Minister Bahlil Lahadalia told a news conference business has become accustomed to the coronavirus pandemic, which helped spurred investment flows into Southeast Asia's largest economy.
However, Bahlil noted rising COVID-19 cases and stricter coronavirus curbs beginning in July will likely affect the third quarter FDI numbers.
"The challenge in the third quarter will be huge, because we're seeing a surge in COVID-19 cases," he said, adding that his ministry was formulating a strategy to make sure its investment target for 2021 could be reached.
The ministry aims to attract total direct investment of 900 trillion rupiah this year, from domestic and foreign sources. In the first half of 2021, 49% of the target had been reached.
Investors have made commitments for later this year, including a 5.2 trillion rupiah investment by U.S. agribusiness giant Cargill Inc with ground breaking expected in October or September, Bahlil said.
The minister did not provide more details and the company did not immediately respond to request for comment. Cargill announced last month a $200 million investment in palm oil refinery.

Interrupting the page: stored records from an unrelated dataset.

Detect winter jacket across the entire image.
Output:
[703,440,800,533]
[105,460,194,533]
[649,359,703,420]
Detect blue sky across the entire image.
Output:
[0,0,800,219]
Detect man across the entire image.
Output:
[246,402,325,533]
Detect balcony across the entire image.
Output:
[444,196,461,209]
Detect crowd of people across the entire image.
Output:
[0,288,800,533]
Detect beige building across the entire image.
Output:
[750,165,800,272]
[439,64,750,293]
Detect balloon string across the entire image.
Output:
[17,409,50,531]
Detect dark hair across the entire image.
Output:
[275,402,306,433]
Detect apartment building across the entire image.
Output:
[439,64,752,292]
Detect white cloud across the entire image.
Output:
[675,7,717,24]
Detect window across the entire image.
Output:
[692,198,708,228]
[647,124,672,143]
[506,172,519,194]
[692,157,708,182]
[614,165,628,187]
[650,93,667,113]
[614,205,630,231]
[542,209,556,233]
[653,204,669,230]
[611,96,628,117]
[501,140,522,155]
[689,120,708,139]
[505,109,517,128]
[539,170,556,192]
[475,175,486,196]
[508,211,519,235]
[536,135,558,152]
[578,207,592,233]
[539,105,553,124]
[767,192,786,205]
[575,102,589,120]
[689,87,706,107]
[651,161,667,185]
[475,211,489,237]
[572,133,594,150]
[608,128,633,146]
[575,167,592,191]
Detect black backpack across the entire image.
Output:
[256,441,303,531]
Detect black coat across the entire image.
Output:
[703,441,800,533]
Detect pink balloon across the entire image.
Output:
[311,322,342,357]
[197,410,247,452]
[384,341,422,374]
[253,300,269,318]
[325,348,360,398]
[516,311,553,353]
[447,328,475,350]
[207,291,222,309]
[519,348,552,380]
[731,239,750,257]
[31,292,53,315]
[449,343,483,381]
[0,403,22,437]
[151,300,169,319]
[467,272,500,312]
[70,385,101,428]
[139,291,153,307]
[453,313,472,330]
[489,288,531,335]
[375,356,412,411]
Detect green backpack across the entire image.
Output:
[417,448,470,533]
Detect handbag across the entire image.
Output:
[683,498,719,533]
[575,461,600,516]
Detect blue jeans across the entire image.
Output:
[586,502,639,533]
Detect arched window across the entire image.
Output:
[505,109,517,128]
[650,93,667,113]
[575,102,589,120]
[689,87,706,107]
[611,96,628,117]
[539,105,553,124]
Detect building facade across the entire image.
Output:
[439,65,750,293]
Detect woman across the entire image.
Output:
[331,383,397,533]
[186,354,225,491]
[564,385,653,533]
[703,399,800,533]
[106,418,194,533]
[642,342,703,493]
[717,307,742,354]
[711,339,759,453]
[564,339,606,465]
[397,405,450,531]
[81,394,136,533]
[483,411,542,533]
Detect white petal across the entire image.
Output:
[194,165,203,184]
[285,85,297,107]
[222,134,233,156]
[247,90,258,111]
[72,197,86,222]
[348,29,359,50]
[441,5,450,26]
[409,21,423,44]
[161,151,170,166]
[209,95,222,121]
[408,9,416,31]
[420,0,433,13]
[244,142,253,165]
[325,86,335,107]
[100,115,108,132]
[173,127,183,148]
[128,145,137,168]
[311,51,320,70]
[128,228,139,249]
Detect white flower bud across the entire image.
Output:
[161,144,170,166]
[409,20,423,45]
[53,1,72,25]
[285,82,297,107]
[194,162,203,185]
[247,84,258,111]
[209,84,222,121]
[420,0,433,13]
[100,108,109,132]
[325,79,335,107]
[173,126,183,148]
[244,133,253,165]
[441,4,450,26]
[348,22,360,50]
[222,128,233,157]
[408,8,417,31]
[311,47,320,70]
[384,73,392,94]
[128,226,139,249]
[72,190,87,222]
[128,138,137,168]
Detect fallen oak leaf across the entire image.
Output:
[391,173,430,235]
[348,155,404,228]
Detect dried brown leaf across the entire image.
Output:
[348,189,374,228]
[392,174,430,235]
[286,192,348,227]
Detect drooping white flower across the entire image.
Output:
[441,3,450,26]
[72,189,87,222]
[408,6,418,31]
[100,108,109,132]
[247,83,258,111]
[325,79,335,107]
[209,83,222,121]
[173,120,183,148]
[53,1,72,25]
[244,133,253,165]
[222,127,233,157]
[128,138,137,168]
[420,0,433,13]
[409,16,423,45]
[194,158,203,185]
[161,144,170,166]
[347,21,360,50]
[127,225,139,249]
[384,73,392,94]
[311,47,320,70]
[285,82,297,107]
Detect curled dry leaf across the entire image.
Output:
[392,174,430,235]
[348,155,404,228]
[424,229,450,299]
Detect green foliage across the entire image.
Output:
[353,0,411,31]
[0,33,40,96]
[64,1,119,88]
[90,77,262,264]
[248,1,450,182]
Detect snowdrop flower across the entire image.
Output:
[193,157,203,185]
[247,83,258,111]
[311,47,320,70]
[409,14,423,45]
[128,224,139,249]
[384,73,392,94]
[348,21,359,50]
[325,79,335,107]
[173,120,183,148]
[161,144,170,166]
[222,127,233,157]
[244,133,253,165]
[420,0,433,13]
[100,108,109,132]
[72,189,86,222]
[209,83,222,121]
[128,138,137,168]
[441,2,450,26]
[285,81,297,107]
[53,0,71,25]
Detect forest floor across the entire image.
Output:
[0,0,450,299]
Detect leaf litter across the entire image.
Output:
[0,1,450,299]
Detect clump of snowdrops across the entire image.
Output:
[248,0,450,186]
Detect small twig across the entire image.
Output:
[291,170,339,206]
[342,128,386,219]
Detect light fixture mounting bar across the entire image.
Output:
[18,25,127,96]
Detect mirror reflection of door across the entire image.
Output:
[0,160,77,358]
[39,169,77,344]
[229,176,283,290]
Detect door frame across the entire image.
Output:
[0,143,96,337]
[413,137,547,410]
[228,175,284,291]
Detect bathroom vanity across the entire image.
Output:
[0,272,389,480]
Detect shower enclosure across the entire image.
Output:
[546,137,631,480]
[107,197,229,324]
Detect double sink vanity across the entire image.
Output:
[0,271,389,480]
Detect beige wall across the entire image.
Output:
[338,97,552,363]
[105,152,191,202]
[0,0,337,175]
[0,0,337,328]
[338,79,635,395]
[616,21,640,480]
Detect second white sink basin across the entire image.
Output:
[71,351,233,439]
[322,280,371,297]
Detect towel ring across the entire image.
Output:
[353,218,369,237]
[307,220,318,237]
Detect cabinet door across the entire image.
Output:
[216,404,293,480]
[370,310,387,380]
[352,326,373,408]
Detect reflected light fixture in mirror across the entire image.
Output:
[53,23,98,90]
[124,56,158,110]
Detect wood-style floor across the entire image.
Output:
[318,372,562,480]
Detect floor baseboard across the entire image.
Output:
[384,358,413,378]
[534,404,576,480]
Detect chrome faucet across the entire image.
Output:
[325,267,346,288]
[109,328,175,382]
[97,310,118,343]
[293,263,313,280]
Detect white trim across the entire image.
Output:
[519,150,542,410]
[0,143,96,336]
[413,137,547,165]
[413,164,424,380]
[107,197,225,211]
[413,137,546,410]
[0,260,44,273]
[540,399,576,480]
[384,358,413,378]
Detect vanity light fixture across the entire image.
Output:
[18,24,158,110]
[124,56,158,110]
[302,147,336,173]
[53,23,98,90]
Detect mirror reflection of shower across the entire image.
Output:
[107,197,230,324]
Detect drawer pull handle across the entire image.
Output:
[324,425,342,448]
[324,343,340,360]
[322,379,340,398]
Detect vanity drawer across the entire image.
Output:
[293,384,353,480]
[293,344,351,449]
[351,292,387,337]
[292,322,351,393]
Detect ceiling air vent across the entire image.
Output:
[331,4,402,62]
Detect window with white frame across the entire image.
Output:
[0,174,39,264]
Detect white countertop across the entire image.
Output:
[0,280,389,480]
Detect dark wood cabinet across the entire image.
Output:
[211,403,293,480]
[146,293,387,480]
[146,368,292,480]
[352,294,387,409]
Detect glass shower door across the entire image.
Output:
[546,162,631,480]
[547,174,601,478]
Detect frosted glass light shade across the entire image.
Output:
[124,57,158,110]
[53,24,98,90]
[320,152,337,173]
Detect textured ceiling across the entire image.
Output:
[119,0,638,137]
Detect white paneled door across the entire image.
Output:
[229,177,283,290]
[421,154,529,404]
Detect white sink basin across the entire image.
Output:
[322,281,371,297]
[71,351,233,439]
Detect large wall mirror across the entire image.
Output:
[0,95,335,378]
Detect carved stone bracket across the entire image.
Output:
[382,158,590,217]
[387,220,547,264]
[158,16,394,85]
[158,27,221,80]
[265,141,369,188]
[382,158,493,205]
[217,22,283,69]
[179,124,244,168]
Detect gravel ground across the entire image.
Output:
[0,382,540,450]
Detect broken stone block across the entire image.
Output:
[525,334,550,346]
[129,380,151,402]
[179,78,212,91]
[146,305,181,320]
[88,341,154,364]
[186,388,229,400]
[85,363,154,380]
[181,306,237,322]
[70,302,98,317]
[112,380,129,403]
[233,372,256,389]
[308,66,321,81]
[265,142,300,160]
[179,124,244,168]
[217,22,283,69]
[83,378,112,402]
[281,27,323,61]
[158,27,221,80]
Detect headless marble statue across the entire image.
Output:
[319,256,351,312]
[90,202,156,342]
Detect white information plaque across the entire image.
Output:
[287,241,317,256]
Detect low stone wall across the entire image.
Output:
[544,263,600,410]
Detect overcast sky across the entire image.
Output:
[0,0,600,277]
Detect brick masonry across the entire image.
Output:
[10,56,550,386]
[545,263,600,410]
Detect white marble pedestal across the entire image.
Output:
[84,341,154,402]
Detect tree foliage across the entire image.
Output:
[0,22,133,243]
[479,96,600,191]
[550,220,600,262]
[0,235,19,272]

In the second quarter, Singapore, China and Hong Kong remained among the top five biggest investors.
The Netherlands rose up the ranks to the third place, which Bahlil said was due to the country becoming a hub for investment from the European Union following Brexit.
The biggest beneficiaries were metal processing and mining sectors, followed by the transportation, warehouse and communication sector and utilities.